What if irrelevant variables were included instead of omitting critical variables? Could mistakenly including these lead to a conclusion of discrimination? And, could excluding important variables actually *mask* discrimination when it actually exists? The short answer is that both of these consequences are possibilities. Let’s address each question separately.

With respect to the first question, generally and theoretically adding variables that are truly irrelevant would have minimal impact on the regression equation. The key words here are *truly irrelevant**,* meaning that there is no correlation with the outcome being measured, the target group indicator variable, or other covariates. In this case, including such a variable would have little or no impact.

To the extent there is correlation, however, this may not hold true and adding such a variable could distort or bias the results. It is important to understand here that this is true even if such correlation is completely random. As an example, let’s suppose a lender had a pricing structure in which loans with terms of 5 years or less were priced at the same rate.

In our model, however, we controlled for terms of 1, 2, 3, 4, and 5 years individually. Depending on the sample distribution, doing so could affect the results and lead to an erroneous conclusion and the possibility of the model suggesting there was discrimination when there actually was not.

In terms of the second question, it is also possible that excluding relevant variables could result in a failure to detect discrimination when it was actually present. Again, as an example, let’s assume a lender prices loans for condominiums higher than for typical single-family structures.

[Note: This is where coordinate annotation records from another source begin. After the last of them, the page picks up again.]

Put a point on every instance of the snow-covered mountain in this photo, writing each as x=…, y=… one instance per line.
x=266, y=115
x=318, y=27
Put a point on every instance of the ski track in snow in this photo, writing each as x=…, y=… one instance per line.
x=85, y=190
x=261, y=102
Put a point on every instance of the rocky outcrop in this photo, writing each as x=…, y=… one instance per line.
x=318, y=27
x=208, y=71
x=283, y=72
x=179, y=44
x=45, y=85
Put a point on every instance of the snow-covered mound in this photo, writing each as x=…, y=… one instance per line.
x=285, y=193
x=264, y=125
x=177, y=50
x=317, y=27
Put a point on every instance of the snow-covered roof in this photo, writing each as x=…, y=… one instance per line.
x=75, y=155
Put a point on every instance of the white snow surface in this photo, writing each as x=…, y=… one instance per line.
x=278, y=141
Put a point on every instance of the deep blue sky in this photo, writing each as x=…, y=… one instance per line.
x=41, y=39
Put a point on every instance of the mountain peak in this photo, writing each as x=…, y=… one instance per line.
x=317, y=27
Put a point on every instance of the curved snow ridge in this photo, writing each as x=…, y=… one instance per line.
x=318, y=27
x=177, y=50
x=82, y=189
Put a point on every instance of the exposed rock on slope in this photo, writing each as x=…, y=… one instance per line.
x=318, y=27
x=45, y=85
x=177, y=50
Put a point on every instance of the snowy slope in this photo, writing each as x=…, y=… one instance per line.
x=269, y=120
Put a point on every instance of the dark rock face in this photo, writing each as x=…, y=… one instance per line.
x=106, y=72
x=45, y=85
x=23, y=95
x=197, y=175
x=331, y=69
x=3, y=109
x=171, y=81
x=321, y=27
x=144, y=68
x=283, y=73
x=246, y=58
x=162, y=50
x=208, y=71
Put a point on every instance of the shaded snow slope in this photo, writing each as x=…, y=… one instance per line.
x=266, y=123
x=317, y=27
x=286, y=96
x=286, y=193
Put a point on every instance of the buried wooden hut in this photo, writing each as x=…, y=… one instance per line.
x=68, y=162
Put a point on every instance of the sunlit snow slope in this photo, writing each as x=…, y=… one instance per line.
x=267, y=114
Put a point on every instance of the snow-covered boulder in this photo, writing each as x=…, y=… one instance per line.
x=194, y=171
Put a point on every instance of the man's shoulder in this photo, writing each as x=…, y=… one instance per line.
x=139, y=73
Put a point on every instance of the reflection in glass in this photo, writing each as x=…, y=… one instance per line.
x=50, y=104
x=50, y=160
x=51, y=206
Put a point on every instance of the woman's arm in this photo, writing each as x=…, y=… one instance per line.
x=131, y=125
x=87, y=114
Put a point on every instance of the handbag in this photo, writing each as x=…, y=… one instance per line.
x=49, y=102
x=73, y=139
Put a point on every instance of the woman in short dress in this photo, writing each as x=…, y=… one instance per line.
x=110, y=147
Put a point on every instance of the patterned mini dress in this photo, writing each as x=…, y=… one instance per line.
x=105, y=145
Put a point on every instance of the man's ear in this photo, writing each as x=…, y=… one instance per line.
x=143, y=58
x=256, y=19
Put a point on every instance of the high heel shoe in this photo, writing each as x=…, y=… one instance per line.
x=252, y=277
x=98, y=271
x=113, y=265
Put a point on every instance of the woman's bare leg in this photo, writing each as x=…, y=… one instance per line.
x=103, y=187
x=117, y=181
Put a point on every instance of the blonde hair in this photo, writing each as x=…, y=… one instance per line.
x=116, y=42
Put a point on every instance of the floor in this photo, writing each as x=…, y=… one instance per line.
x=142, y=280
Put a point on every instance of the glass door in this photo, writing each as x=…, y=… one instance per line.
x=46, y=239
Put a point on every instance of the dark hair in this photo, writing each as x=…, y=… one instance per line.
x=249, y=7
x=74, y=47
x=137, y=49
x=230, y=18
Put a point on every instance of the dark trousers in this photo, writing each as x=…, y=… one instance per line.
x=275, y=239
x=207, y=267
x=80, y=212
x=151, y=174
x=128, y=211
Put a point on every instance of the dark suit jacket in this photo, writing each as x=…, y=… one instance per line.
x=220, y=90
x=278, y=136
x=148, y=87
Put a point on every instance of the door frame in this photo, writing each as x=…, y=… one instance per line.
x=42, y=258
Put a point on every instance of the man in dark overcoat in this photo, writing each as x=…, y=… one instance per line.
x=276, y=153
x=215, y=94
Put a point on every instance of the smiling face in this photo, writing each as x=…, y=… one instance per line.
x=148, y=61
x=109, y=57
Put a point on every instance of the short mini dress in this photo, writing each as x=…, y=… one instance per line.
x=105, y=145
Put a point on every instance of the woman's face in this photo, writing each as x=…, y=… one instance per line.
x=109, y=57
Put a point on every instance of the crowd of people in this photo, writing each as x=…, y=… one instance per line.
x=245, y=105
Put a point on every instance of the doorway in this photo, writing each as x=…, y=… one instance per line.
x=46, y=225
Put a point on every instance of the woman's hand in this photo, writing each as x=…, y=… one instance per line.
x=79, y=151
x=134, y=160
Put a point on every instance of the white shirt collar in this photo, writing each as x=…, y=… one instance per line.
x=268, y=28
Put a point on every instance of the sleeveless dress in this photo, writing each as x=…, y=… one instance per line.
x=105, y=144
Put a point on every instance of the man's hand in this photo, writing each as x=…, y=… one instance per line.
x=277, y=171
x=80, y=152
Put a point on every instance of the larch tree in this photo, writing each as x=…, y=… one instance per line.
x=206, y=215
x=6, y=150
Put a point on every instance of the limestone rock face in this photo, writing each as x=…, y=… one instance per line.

If all or most of the higher priced loans for the control group was condominiums, it is possible that a model not taking into account property type could indicate no disparity in pricing whereas a model that correctly controlled for property type would (correctly) indicate a disparity.

The key takeaway here is that fair lending compliance entails more than just running regression analysis. Lenders must understand their lending practices and enforce policy discipline in order to manage fair lending risk. In addition, with respect to statistical methods, often principles that are sound in theory do not always hold in practice because the methods employed are always limited by data availability and the sample under review.